また, オンのセルのリストは, それらの座標にしたがって昇順にソートされて
いるとします。ここで, 二つの座標 p(X0,Y0), p(X1,Y1) は, Y0 < Y1 あるいは 
Y0 = Y1 で X0 < X1 のとき, そしてそのときのみ, p(X0,Y0) < p(X1,Y1) である
とします。

例(グライダー): 
	?- life:compute(4,[        p(2,1),
		                           p(3,2),
			   p(1,3), p(2,3), p(3,3)],Result).
に対して, 

	Result = [         p(3,2),
                                   p(4,3),
	  	   p(2,4), p(3,4), p(4,4)].
が求まります。


2.2 入力データの範囲について

入力データ中, および指定した最終世代までの間の各世代におけるオンのセル
座標は -2^20 から 2^20 の範囲にあるものとします。



2.3 プログラミング上の制限および注意点。

  ・C 言語のインライン挿入を使わないで下さい。
  ・並列なので, @node 使わないと意味がないことに留意して下さい。



3. 応募作品に対する判定について

  入賞は審査委員会の定めるいくつかの初期状態パターンに対して要した計算
時間を主たる基準に, プログラムの構成と美しさ, 利用している手法の面白さ, 
添付文書のわかりやすさなどを考慮に入れて審査の上, 決定します。



4. 参考(グラフィカルユーザインターフェースなどについて)

  参考としてメインルーチンとグラフィカルユーザインターフェースのプログ
ラム, およびサンプル入力とその出力を添付します。
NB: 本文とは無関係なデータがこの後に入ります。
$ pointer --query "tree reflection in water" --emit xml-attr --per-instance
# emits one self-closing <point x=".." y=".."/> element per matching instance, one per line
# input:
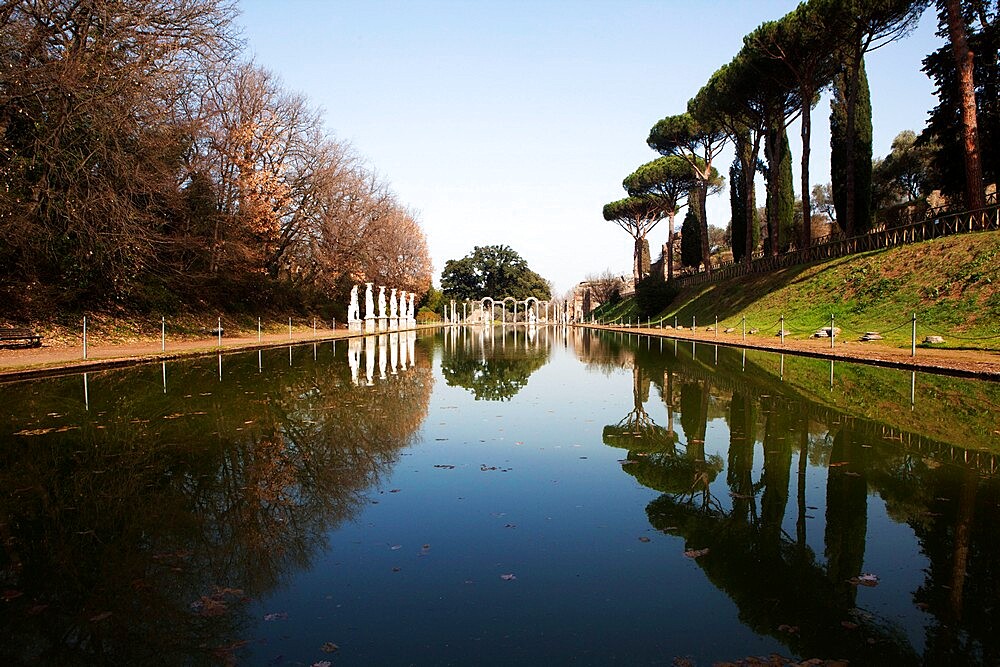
<point x="494" y="363"/>
<point x="780" y="586"/>
<point x="135" y="532"/>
tar, gzip されています。
(Mail で受けとる場合はさらに uuencode されています。)利用方法等の詳細
については, 解凍後 README を参照して下さい。



添付プログラム(ftp)

  (なお、希望者には mail にておくります。宛先(klic-contest@icot.or.jp)に
  「並列環境部門、添付プログラム希望」とメールして下さい)

  添付プログラムの README 参照 → [日本語], [English]

  このプログラムは, 変更されることがあります。その際, 変更については, 
本コンテストの応募者のメイリングリストにより通知されます。